# Maxim Health Services



## tmlbwells

Does anyone know anything about Maxim Health Services?  I was just laid off, and that is one company that seems to be hiring.  Any comments will be appreciated.  Thanks.


----------



## mitchellde

I was interviewed, took three tests, passed all of them, interviewed twice more, told I was hired and have yet ot receive any work.  The people are super nice but it takes a lot of work to get hired and then............?


----------



## faranak

*Looking for job*

could you share what type of test Maxiam company did?

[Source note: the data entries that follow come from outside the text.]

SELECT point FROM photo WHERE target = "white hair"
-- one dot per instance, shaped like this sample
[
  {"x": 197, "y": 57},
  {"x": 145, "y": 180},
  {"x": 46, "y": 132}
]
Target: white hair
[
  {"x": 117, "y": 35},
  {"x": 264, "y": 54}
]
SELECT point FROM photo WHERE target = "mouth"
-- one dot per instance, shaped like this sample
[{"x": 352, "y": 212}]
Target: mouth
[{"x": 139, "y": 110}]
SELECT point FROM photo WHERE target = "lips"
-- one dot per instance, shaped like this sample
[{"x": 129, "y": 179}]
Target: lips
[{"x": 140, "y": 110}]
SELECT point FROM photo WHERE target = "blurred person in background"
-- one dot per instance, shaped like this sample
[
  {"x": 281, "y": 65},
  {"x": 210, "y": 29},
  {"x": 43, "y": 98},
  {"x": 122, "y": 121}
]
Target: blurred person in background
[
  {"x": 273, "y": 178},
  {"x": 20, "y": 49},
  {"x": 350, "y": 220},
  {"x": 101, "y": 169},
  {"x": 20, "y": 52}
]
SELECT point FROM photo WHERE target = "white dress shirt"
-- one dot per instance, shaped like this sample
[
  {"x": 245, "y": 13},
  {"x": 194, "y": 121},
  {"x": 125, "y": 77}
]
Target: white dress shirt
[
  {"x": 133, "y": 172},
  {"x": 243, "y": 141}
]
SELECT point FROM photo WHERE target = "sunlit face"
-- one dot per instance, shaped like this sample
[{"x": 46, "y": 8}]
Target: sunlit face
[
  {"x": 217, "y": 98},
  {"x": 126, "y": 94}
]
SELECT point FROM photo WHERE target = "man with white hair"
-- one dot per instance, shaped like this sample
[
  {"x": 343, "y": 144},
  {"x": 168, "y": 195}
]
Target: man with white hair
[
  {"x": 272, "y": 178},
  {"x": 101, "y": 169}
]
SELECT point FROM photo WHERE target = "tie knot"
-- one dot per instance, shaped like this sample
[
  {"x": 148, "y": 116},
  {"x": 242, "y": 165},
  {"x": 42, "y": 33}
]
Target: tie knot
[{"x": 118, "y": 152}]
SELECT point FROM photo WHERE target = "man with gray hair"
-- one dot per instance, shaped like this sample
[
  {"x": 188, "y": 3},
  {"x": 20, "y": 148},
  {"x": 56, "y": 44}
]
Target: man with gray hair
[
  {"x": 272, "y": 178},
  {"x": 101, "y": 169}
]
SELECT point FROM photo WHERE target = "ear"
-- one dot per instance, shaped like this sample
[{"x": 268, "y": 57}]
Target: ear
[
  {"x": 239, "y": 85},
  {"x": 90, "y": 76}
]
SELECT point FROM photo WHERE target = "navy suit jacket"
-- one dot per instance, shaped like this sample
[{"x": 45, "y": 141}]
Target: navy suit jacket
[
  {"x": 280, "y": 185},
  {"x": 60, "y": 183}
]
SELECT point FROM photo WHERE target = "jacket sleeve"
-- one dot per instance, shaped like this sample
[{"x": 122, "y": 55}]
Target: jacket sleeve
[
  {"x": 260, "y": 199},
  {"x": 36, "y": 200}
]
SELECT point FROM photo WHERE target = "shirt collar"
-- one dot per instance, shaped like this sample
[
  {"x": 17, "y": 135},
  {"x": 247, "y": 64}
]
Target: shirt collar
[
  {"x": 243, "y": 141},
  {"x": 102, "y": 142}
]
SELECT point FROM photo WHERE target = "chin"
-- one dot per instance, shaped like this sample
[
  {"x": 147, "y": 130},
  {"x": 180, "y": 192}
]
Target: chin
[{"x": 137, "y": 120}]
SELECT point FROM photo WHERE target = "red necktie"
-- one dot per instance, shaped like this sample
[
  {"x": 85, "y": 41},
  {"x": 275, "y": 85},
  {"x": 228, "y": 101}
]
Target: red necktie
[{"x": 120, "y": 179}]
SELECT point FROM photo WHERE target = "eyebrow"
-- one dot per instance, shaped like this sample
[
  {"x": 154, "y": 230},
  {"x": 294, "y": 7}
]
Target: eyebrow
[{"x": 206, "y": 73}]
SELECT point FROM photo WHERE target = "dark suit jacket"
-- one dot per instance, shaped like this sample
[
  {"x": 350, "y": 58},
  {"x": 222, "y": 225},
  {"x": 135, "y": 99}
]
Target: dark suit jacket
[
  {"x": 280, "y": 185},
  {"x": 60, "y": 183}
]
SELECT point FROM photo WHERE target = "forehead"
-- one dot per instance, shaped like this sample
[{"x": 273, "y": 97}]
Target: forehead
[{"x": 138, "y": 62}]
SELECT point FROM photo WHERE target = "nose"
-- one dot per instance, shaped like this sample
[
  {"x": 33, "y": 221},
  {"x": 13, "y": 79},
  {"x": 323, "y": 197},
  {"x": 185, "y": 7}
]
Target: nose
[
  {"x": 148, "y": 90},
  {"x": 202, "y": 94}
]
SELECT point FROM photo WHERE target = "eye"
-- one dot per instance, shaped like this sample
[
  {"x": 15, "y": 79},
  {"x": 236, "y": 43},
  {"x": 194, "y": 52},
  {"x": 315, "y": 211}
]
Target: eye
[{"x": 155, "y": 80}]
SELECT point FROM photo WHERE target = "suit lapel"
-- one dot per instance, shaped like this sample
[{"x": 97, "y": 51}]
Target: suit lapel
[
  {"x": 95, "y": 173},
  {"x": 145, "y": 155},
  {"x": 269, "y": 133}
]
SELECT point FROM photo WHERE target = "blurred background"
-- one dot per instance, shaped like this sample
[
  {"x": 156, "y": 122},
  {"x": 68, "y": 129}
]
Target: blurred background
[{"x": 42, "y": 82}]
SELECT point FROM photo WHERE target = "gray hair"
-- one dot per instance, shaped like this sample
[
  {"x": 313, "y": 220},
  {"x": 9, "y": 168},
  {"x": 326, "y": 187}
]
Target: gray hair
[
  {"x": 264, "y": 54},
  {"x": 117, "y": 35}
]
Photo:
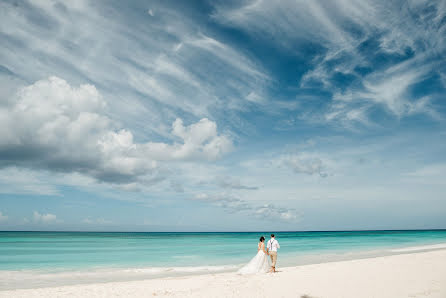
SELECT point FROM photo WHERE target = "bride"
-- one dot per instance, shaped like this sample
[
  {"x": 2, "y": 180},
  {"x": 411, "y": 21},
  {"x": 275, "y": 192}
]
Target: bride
[{"x": 258, "y": 264}]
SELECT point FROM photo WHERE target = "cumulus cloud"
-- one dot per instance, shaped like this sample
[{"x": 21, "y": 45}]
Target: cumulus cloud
[
  {"x": 171, "y": 69},
  {"x": 3, "y": 217},
  {"x": 44, "y": 218},
  {"x": 233, "y": 204},
  {"x": 367, "y": 54},
  {"x": 52, "y": 125}
]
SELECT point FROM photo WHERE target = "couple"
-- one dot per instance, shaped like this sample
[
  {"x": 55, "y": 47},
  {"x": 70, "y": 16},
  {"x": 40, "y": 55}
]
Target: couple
[{"x": 259, "y": 264}]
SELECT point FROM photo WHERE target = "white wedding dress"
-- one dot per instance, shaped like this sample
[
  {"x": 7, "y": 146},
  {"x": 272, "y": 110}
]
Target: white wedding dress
[{"x": 258, "y": 264}]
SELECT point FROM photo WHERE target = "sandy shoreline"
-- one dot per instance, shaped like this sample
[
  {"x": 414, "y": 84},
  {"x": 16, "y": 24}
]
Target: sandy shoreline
[{"x": 421, "y": 274}]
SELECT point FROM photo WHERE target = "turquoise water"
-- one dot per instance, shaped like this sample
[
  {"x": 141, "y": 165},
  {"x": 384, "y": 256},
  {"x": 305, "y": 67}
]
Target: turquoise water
[{"x": 62, "y": 251}]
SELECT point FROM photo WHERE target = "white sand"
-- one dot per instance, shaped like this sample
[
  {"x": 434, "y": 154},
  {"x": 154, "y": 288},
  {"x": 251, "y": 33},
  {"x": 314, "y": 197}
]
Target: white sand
[{"x": 408, "y": 275}]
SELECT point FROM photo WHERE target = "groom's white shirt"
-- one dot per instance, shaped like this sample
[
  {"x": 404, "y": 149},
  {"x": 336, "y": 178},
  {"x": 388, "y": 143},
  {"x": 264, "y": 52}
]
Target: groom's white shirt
[{"x": 273, "y": 245}]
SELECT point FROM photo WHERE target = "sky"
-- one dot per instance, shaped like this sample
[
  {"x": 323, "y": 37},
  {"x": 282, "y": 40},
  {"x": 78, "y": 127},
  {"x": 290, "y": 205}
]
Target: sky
[{"x": 222, "y": 115}]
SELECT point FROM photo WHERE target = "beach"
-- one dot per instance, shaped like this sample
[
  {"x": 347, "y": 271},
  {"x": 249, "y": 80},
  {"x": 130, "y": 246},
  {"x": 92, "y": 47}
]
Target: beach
[{"x": 415, "y": 274}]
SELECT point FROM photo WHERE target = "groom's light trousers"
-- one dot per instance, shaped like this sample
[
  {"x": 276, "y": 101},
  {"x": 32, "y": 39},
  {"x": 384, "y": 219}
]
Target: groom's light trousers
[{"x": 273, "y": 255}]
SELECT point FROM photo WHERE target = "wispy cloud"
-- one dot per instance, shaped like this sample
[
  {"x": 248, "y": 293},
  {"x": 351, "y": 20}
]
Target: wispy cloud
[
  {"x": 3, "y": 217},
  {"x": 44, "y": 218},
  {"x": 368, "y": 53},
  {"x": 234, "y": 204},
  {"x": 303, "y": 163},
  {"x": 97, "y": 221},
  {"x": 65, "y": 129}
]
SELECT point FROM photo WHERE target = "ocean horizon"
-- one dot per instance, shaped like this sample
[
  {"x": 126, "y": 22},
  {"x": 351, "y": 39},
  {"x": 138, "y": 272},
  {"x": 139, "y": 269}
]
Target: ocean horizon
[{"x": 31, "y": 258}]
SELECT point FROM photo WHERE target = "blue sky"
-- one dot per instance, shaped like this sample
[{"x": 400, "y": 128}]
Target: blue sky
[{"x": 222, "y": 115}]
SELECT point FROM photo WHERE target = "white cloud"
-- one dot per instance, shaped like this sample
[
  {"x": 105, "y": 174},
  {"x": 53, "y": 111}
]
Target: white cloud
[
  {"x": 3, "y": 217},
  {"x": 170, "y": 72},
  {"x": 44, "y": 218},
  {"x": 234, "y": 204},
  {"x": 15, "y": 180},
  {"x": 67, "y": 129},
  {"x": 303, "y": 163}
]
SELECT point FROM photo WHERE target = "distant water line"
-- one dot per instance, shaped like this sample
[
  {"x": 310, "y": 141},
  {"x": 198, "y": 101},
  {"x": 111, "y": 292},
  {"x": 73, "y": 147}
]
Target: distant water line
[{"x": 111, "y": 256}]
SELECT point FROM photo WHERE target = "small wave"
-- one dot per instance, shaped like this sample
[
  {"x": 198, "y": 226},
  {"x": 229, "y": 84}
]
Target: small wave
[{"x": 420, "y": 248}]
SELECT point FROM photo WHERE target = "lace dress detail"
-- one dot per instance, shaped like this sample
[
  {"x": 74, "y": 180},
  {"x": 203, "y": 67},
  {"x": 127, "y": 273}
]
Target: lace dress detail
[{"x": 258, "y": 264}]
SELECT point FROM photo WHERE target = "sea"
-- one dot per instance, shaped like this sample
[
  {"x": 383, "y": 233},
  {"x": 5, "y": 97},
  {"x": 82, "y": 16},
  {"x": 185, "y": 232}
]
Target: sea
[{"x": 41, "y": 259}]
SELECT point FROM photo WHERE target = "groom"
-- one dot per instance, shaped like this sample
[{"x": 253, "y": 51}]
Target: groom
[{"x": 271, "y": 249}]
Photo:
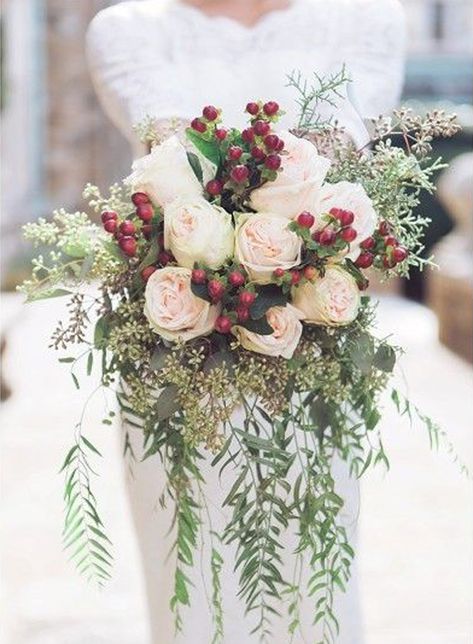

I have seen some job opening in their website and wanted to apply.


----------



## mitchellde

They have coding tests for outpatient, inpatient and physician, you tell them where you expertise lies and they will send you the test.  They are multiple choice and fill in the blank.  I thought they were really easy stuff and I passed with 100%.  I would apply if I were you, but you need to keep on top of them, you may not hear back unless you follow up every week to find out the status.  I know they recently had a temporary Hawaii assignment with all expenses paid.  So far they have not sent any work my way, but my availability is not 100% either.  Good Luck!


----------



## srich64

tmlbwells said:


> Does anyone know anything about Maxim Health Services?  I was just laid off, and that is one company that seems to be hiring.  Any comments will be appreciated.  Thanks.



Hi,
I interviewed and tested with Maxim.  Took 3 of their tests and passed all of them.  I was told I was hired as a remote VA coder - but after countless attempts to connect with the recruiter via phone and e-mail nothing ever came of it. All I was told was that there were issues on the facility side in getting access for new remote coders.  I did all my testing in February of this year - now it is October. 
A friend of mine recently had a similar experience as mine.  I'd say don't get your hopes up with Maxim.


----------



## LLovett

That is very disheartening to hear. Maxim calls me and emails me fairly often about different jobs but I don't want full time so I have always told them no thanks. Seeing these posts makes me wonder what they are trying to pull and it makes me glad I have never really needed to pursue anything thru them.

Good luck in your search,

Laura, CPC, CEMC


----------



## magnolia1

I concur with Sandra, and know someone else who has had the same experience with Maxim.
I have also received emails from them about job openings (remote coding in particular). I call them immediately after email is received and they say either
the positions are filled, or there were contract issues with the perspective employer.


----------



## srich64

katmryn78 said:


> That is very disheartening to hear. Maxim calls me and emails me fairly often about different jobs but I don't want full time so I have always told them no thanks. Seeing these posts makes me wonder what they are trying to pull and it makes me glad I have never really needed to pursue anything thru them.
> 
> Good luck in your search,
> 
> Laura, CPC, CEMC


I find it interesting that other people have had similar experiences with Maxim.   Sort of an odd way for them to do business.....
I will continue my search.


----------



## tmlbwells

Thanks for the input.  I haven't had to look for a job for a long time, and this all makes me very nervous!


----------



## mmorningstarcpc

I too have been recruited by Maxim in the past.  It seems they advertise and recruit, and then keep a list of "qualified" coders for when they have need for a client.  They put people thru their testing and other vetting processes for a specific position, then that position is always filled when the person completes the "hiring" process.  Some will be lucky and be called eventually, but they do seem to keep a pool of potential coders for future clients.  I guess on their business side, this is a good plan, but for coders looking for immediate employment, it doesn't seem fair.  Ask lots of questions!


----------



## Danyel1971

*Maxim*

Hello all,

I was reading alot of post on here about people who have taken Maxim test and was offered jobs, my question is has any of you started working, I know there were a few of you who said you did new hire paperwork and still hadn't started yet.  I would like to know others experience with Maxim and if the one's who posted comments actually started yet?

Thanks
Danyel


----------



## sammie06

They have contacted me repeatly but never follow through. They call and I miss the call and then they never call me back.  It is very weird.


----------



## KellyLR

*Be careful....*

I realize that some of you feel like you're getting the runaround from Maxim.  Just be aware that people (staff) from Maxim have read your posts.  That applies to everyone posting about their tests and other companies and their tests as well.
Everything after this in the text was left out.